Et aujourd’hui quel regard avez-vous sur votre parcours ?
De la satisfaction. Malgré tout j’aimerais faire plus de cuisine laboratoire, pouvoir être plus souvent dans un travail de recherche, avoir plus de temps pour trouver des nouvelles associations. J’aimerais par exemple voyager plus.
Fredy Girardet (chef à la retraite, Ex chef du restaurant de l’Hôtel de Ville à Crissier, repris par Benoit Violier, 3* décédé en février 2016, NDLR) c’est la référence Il a été mon modèle durant toute mon adolescence: la finesse d’exécution, sa cuisine est parfaitement juste, d’harmonie. C’est ce qui est le plus difficile à trouver. Parfois on tombe juste et parfois non.. Et peut être un chef récemment triple étoilé dans le Sud également Arnaud Donckele, pour la légèrete de sa cuisine.
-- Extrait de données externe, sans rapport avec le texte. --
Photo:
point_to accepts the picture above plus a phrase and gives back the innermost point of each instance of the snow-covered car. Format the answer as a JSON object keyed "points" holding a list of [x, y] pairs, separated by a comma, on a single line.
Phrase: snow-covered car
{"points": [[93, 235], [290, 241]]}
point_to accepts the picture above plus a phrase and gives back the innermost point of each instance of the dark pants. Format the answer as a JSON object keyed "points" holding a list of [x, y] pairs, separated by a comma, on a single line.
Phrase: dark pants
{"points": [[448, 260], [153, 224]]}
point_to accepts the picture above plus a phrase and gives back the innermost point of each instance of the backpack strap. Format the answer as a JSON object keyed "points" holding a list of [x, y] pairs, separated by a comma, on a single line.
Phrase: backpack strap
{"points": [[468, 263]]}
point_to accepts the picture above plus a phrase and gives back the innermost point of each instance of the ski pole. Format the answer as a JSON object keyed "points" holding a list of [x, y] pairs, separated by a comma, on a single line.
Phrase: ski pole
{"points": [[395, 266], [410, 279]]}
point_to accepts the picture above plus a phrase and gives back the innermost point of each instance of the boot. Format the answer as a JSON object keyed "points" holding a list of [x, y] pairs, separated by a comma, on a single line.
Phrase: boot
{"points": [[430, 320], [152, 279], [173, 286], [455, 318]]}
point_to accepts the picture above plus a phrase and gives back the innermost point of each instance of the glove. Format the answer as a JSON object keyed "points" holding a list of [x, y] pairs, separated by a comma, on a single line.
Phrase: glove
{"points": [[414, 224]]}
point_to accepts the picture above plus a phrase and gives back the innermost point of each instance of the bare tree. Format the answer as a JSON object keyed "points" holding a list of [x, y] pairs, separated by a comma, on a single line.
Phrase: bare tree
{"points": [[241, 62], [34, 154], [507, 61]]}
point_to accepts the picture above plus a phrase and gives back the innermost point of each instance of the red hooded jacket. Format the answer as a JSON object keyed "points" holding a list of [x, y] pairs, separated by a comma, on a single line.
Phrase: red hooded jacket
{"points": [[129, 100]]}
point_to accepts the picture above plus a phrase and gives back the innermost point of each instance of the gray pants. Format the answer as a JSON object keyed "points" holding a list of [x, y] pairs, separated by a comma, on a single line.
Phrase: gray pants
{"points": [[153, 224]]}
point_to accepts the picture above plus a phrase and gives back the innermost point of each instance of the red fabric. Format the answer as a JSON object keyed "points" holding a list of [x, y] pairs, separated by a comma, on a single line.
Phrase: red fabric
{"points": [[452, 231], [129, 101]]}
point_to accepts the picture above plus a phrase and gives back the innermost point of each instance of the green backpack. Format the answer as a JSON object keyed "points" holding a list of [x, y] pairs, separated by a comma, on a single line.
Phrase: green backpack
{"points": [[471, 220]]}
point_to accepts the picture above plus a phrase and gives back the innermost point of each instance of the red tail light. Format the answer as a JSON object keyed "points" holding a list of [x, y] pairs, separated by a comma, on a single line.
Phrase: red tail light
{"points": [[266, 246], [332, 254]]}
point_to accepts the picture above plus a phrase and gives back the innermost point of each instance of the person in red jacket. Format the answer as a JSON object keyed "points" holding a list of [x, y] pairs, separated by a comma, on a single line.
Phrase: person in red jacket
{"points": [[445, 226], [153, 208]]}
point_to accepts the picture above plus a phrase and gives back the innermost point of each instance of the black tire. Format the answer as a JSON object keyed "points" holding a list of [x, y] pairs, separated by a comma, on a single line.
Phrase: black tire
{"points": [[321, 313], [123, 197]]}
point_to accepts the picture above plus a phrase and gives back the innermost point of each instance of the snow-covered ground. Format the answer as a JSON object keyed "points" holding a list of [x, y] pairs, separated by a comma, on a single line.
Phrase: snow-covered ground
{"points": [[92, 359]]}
Vous citez deux chefs étoilés. Quelle est votre rapport à ces distinctions ?
Personnellement je ne recherche pas ça, mais pour l’équipe, pour la brigade de Rochecotte oui. Ce serait une belle récompense pour ceux et celles qui travaillent avec moi. En revanche je ne me dis pas « ma cuisine vaudrait bien une étoile ». C’est une reconnaissance collective, une réalisation globale.
Non. L’autorité porte peut être un peu moins, elle est moins coercitive quand c’est une femme.Je regrette tout de même d’être la seule femme dans la brigade. Ce n’est pas un choix, mais il y a très peu de filles qui poursuivent en cuisine après 30 ans. Elles sont plus présentes en pâtisserie.
Dans votre cuisine, qu’est ce qui vous inspire ?
Au départ il y a la gourmandise, l’envie de faire plaisir. Quand on travaille des produits, les idées viennent en fonction de ce que vous avez devant vous. L’inspiration vient de multiples choses
C’est aussi un travail de réflexion
J’ai un style assez classique. J’aime assez réaliser des fonds de sauce, des cuissons longues, que je modernise ensuite. C’est toujours un peu le même principe en cuisine française. S’il y a un produit en revanche que j’aime travailler particulièrement c’est la Langoustine : pannée au curry et sésame avec un Achard de légumes. Mais nos clients n’aiment pas trop l’exotisme pur, on essaie donc de mettre le produit en avant avec des associations plus subtiles. Les légumes sont aussi très présents. C’est une note de fraîcheur, aromatique qui allège l’assiette, qui donne des sensations, à la base puissante de la viande ou du poisson. Ce n’est pas juste une question de santé . En fait je cuisine ce que j’ai envie de manger et de cuisiner. C’est un peu égoïste mais c’est ça aussi la cuisine !
Votre cuisine aujourd’hui a évolué, quel regard vous portez sur cette évolution ?
Elle est peut être plus inspirée, plus ouverte vers d’autres produits plus épurée et plus juste. En même temps j’ai aussi installé mon style évidemment. Meme si je regrette de ne pas voyager plus. La création ne peut pas être quelque chose qui fonctionne en circuit fermé.
Vous avez une autre passion que la cuisine ?
Oui la lecture. J’adore la littérature d’Europe Centrale, Joseph Roth, Stéfan Sweig,.. Les romanciers de l’entre- deux guerres. J’aime aussi l’histoire, redécouvrir ces sociétés et ces mondes disparus. On est toujours propulsé vers l’avant, savoir ce qui s’est passé avant, d’où l’on vient, c’est toujours intéressant. Et puis, sans lecture on ne peut pas vraiment connaître les autres… l’Autre est de toute manière passionnant.